Sen. Joe Manchin (D-WV) said Monday evening he is open to using debt limit reconciliation to raise the debt ceiling by October 18, undercutting Sen. Chuck Schumer’s (D-NY) signals that the tactic “cannot” be used.
“We just can’t let the debt ceiling lapse. We just can’t,” Manchin told a CNN reporter. “We can prevent default, we really can prevent it.”
“And there’s a way to do that, and there’s a couple other tools we have that we can use. Takes a little bit of time, a little bit of — it’s gonna be a little bit of pain, long vote-a-ramas, this and that — do what you have to do,” Manchin said about reconciliation. “But we cannot — and I want people to know — we will not let this country default.”
When Manchin was asked if the Democrat leadership embrace reconciliation to raise the debt ceiling, Manchin said, “We’ll do what we have to do, absolutely.”
But Schumer is going in a different direction to raise the ceiling. Schumer has scheduled a Senate vote for Wednesday that will need a total of sixty votes, including ten Republican votes, to raise the ceiling.

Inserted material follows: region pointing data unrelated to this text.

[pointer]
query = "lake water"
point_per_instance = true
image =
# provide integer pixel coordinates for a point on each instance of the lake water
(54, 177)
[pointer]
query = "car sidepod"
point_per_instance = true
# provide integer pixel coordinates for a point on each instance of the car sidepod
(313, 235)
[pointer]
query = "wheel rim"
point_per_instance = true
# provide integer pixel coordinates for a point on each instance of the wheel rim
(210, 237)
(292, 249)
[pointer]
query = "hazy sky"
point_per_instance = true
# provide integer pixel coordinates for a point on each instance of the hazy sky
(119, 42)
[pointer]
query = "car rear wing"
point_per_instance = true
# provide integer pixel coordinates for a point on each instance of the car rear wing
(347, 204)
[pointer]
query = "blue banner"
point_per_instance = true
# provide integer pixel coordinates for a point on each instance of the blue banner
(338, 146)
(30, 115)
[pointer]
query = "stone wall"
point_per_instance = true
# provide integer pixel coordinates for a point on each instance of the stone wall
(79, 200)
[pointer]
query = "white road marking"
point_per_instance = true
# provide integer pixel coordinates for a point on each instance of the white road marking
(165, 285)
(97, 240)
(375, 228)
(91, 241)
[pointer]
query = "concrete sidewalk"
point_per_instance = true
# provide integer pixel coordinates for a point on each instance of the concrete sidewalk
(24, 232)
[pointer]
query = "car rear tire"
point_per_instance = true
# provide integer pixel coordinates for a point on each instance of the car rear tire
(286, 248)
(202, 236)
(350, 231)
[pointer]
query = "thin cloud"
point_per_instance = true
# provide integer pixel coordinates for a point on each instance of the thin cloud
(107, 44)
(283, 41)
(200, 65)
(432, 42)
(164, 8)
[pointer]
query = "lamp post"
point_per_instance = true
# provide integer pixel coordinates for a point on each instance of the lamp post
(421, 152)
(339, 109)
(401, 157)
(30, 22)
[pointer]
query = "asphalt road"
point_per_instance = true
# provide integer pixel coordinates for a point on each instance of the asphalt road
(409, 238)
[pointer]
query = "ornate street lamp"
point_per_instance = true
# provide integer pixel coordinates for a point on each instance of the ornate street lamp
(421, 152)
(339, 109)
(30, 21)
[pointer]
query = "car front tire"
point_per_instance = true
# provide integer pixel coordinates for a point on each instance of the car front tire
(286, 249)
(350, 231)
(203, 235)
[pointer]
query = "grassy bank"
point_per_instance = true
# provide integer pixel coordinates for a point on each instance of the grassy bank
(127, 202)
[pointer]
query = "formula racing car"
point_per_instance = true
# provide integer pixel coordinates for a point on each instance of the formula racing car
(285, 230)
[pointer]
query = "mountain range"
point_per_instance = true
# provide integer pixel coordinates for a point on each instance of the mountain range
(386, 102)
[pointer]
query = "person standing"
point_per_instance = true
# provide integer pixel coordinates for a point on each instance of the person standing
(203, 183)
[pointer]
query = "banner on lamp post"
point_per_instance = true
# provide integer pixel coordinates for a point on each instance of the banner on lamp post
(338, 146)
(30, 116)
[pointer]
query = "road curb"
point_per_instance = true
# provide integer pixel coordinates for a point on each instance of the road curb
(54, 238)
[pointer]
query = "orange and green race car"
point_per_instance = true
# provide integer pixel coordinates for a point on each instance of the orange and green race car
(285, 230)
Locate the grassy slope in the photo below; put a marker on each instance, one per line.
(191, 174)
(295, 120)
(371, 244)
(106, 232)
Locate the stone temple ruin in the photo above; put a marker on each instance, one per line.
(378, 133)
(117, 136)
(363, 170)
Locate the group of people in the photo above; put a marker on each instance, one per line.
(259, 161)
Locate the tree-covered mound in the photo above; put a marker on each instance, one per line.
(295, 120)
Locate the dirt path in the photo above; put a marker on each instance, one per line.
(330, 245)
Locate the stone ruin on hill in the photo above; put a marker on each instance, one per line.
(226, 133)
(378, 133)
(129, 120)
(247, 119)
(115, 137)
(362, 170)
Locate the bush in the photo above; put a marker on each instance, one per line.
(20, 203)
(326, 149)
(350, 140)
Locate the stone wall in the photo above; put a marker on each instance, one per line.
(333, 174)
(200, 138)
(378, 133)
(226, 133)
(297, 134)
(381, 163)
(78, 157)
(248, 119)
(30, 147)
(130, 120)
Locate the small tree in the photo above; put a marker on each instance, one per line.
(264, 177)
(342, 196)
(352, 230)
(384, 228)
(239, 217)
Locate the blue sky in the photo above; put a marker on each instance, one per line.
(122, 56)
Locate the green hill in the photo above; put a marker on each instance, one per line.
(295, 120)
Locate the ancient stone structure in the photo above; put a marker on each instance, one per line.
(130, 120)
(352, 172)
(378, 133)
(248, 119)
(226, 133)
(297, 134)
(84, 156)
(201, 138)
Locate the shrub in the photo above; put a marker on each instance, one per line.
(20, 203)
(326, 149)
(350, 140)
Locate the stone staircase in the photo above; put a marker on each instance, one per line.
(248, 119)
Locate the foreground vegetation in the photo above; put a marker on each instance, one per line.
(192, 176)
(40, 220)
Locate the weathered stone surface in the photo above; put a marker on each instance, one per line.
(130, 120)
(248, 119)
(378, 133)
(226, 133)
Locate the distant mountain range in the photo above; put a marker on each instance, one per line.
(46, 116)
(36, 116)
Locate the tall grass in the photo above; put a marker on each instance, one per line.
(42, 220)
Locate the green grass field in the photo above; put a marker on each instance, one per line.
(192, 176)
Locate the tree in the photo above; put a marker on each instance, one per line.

“Let me be clear about the task ahead of us: we must get a bill to the president’s desk dealing with the debt limit by the end of the week. Period,” Schumer wrote Monday.
Despite a desperate attempt to raise the debt ceiling, Sen. Mitch McConnell (R-KY) has stated Democrats do not have enough votes. McConnell believes the Democrats control all branches of government, and therefore Democrats should not rely on Republican support to enable poor leadership.
“Democrats control the entire government—the Senate, the House and the White House. They intend to sideline Republicans and go it alone to slam American families with historic tax hikes and borrowing,” McConnell said. “So they will need to raise the debt limit on a partisan basis as well.”
Meanwhile, the Senate parliamentarian said Monday the reconciliation tactic to raise the debt ceiling was possible, contradicting Schumer’s statement last week. The Senate “cannot and will not go through a drawn-out and unpredictable process sought by the minority leader,” Schumer claimed.
It is unclear what Schumer’s next steps will be after the likely-to-fail vote Wednesday. It seems Schumer may have no other way of raising the debt ceiling than by using reconciliation, a tactic he fears due to the amount of time it will take to complete amid President Joe Biden’s stalled agenda in Congress.